The Ogust convention is most frequently used by tournament players who employ "weak" two-bids to show a hand that includes a good six-card suit but contains less than 13 high-card points. Under this convention, the only forcing bid available to the partner of the weak two-bidder is a response of two no trump; any other response may be passed. If his partner has the values to respond with a forcing two no trump, the opener next shows whether his original bid was of the maximum or minimum variety.
August's convention, a two-diamond response to an opening bid of one no trump, comes into play when the responder holds two five-card majors. It may be used whether the responder's hand is weak or strong. The opener is then required to show his better major, even if that suit consists of only three cards.
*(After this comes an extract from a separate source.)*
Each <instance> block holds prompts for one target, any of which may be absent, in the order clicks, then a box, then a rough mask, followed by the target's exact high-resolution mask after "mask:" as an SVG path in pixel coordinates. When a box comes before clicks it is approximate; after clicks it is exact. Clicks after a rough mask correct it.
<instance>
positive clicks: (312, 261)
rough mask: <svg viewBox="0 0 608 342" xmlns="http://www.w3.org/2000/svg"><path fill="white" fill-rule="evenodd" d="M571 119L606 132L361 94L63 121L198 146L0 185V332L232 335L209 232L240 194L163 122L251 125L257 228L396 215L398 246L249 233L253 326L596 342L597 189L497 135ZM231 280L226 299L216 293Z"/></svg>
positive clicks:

Once the trump suit has been named, the responder may elect to pass if his holding is weak or, with a good hand, he can continue on toward game or slam, having the added assurance that the opening lead will come up to—and not through—his partner's no-trump hand. The advantage of the August convention was demonstrated with remarkable effectiveness on a hand (see right) from a recent team game.
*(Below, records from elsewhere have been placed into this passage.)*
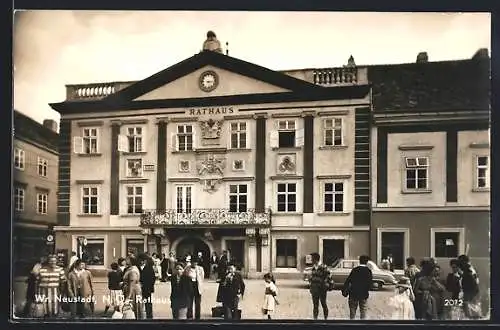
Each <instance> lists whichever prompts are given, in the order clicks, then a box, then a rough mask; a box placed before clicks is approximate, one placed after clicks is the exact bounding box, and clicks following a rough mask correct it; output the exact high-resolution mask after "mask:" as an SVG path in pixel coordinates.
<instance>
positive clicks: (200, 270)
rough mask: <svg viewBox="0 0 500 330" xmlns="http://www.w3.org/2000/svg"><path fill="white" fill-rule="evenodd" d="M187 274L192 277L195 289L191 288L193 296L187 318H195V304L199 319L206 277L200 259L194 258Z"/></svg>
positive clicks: (189, 304) (196, 315)
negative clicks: (201, 299) (200, 262)
mask: <svg viewBox="0 0 500 330" xmlns="http://www.w3.org/2000/svg"><path fill="white" fill-rule="evenodd" d="M187 275H188V276H189V277H190V279H191V285H192V286H193V289H192V290H191V294H192V295H191V297H190V302H189V306H188V311H187V318H188V319H192V318H193V305H194V318H195V319H196V320H199V319H200V317H201V296H202V292H203V281H204V279H205V270H204V269H203V267H202V266H200V260H199V259H198V258H194V259H193V260H192V262H191V266H190V267H189V268H187Z"/></svg>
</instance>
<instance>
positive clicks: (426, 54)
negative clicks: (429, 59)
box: [417, 52, 429, 63]
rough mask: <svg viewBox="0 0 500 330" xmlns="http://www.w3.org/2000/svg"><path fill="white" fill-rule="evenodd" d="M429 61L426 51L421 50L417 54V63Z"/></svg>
mask: <svg viewBox="0 0 500 330" xmlns="http://www.w3.org/2000/svg"><path fill="white" fill-rule="evenodd" d="M427 62H429V56H428V55H427V52H421V53H418V55H417V63H427Z"/></svg>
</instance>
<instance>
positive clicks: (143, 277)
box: [139, 254, 156, 319]
mask: <svg viewBox="0 0 500 330" xmlns="http://www.w3.org/2000/svg"><path fill="white" fill-rule="evenodd" d="M139 271H140V273H141V277H140V282H141V290H142V299H146V302H145V303H144V307H145V309H146V318H148V319H152V318H153V303H152V302H151V295H152V294H153V293H154V292H155V282H156V275H155V271H154V267H153V260H152V259H151V258H150V257H149V256H148V255H146V254H141V255H140V257H139Z"/></svg>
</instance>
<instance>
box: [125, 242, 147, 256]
mask: <svg viewBox="0 0 500 330" xmlns="http://www.w3.org/2000/svg"><path fill="white" fill-rule="evenodd" d="M126 249H127V255H128V254H130V253H132V254H134V255H135V256H138V255H140V254H141V253H143V252H144V240H142V239H134V238H128V239H127V240H126Z"/></svg>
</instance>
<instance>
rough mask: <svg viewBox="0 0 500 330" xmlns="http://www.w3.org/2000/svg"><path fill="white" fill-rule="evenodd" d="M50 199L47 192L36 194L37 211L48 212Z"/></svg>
mask: <svg viewBox="0 0 500 330" xmlns="http://www.w3.org/2000/svg"><path fill="white" fill-rule="evenodd" d="M48 199H49V195H48V194H46V193H38V194H36V200H37V209H36V212H37V213H38V214H47V201H48Z"/></svg>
Following the August two-diamond response to his opening no trump, South rebid hearts, the stronger of his three-card majors. North jumped to four no trump—the Blackwood convention—locating two aces in his partner's hand, then bid the small slam. With South as declarer, there was no way to beat the contract. Dummy's king won the opening club lead and, after drawing trumps, South cashed the ace-queen of clubs, discarding dummy's two losing diamonds. In the end, South added an overtrick by guessing the right way to finesse the queen of spades.
Not that the overtrick was needed. At the other table, where the August convention was not in use, North became the declarer. East led the queen of diamonds and the defenders collected the first two tricks to defeat the slam before North could so much as draw a breath of hope.
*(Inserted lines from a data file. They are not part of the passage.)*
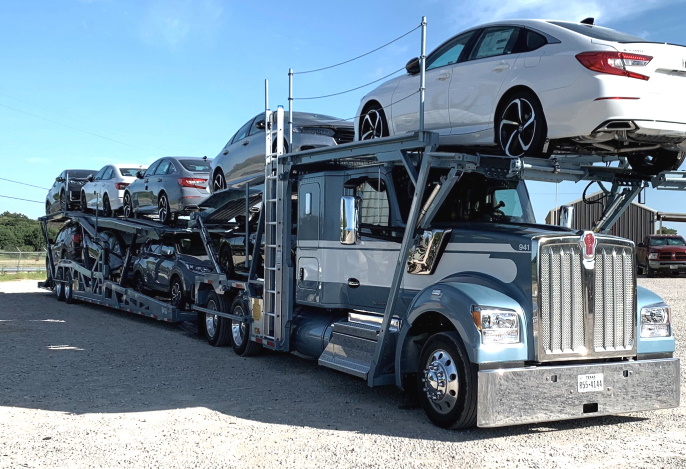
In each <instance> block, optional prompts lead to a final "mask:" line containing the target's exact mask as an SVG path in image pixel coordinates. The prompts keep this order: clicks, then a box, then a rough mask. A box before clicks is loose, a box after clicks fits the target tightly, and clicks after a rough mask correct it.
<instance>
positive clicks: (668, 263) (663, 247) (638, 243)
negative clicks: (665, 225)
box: [636, 234, 686, 277]
mask: <svg viewBox="0 0 686 469" xmlns="http://www.w3.org/2000/svg"><path fill="white" fill-rule="evenodd" d="M636 261H637V262H636V263H637V265H638V273H645V274H646V275H647V276H648V277H653V276H654V275H655V273H656V272H657V273H671V274H672V275H679V274H680V273H686V241H684V238H682V237H681V236H678V235H657V234H656V235H648V236H646V237H645V238H644V239H643V242H642V243H638V248H637V249H636Z"/></svg>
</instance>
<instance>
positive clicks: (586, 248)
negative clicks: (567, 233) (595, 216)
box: [579, 231, 598, 261]
mask: <svg viewBox="0 0 686 469" xmlns="http://www.w3.org/2000/svg"><path fill="white" fill-rule="evenodd" d="M579 244H581V250H582V251H583V253H584V260H587V261H590V260H593V259H595V247H596V245H597V244H598V240H597V239H596V237H595V233H593V232H592V231H584V234H583V235H581V241H580V243H579Z"/></svg>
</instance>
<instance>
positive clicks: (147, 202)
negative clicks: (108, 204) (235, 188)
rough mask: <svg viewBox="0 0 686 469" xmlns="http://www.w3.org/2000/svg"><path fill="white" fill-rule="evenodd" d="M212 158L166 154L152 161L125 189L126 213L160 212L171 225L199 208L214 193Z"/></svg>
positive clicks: (124, 198)
mask: <svg viewBox="0 0 686 469" xmlns="http://www.w3.org/2000/svg"><path fill="white" fill-rule="evenodd" d="M210 161H211V160H210V159H207V157H202V158H198V157H192V156H166V157H164V158H160V159H159V160H157V161H155V162H154V163H153V164H151V165H150V166H149V167H148V169H147V170H146V171H145V173H144V174H140V173H139V176H138V179H136V180H135V181H134V182H132V183H131V184H130V185H129V186H128V187H127V188H126V191H125V192H124V216H125V217H135V216H138V215H157V216H158V217H159V219H160V221H161V222H162V223H165V224H168V223H171V221H172V220H173V219H174V218H176V217H177V216H178V215H186V214H188V213H189V212H191V211H193V210H195V209H197V208H198V205H200V203H202V202H203V201H204V200H205V199H206V198H207V197H209V195H210V192H209V189H208V187H207V183H208V179H209V177H210Z"/></svg>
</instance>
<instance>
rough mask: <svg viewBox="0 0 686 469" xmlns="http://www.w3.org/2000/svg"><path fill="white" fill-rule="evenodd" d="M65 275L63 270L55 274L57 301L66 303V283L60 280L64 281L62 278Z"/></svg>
mask: <svg viewBox="0 0 686 469" xmlns="http://www.w3.org/2000/svg"><path fill="white" fill-rule="evenodd" d="M63 275H64V272H63V271H62V269H57V272H55V289H54V292H55V297H57V301H64V283H62V282H61V281H60V280H62V276H63Z"/></svg>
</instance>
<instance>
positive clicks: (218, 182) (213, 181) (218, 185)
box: [212, 171, 226, 192]
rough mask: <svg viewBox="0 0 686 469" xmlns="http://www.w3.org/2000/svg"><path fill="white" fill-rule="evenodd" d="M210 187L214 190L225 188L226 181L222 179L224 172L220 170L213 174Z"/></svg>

Note that with South as declarer, the defense cannot prevail even if West chooses to lead the ace of diamonds. Whether or not West continues diamonds, the king eventually will win the second round of the suit and declarer can establish his 9 of diamonds by ruffing a third round in dummy. The diamond 9 plus the ace-queen of clubs will then provide three spade discards from dummy and eliminate the need for a spade finesse.
Like many other conventions, August's big gun cannot be limbered into action too often. But it has the virtue of simplicity; it is easy to remember and basic in the execution. Such conventions are valuable additions to even the neighborhood bridge player's game. Why not try a little August the year round.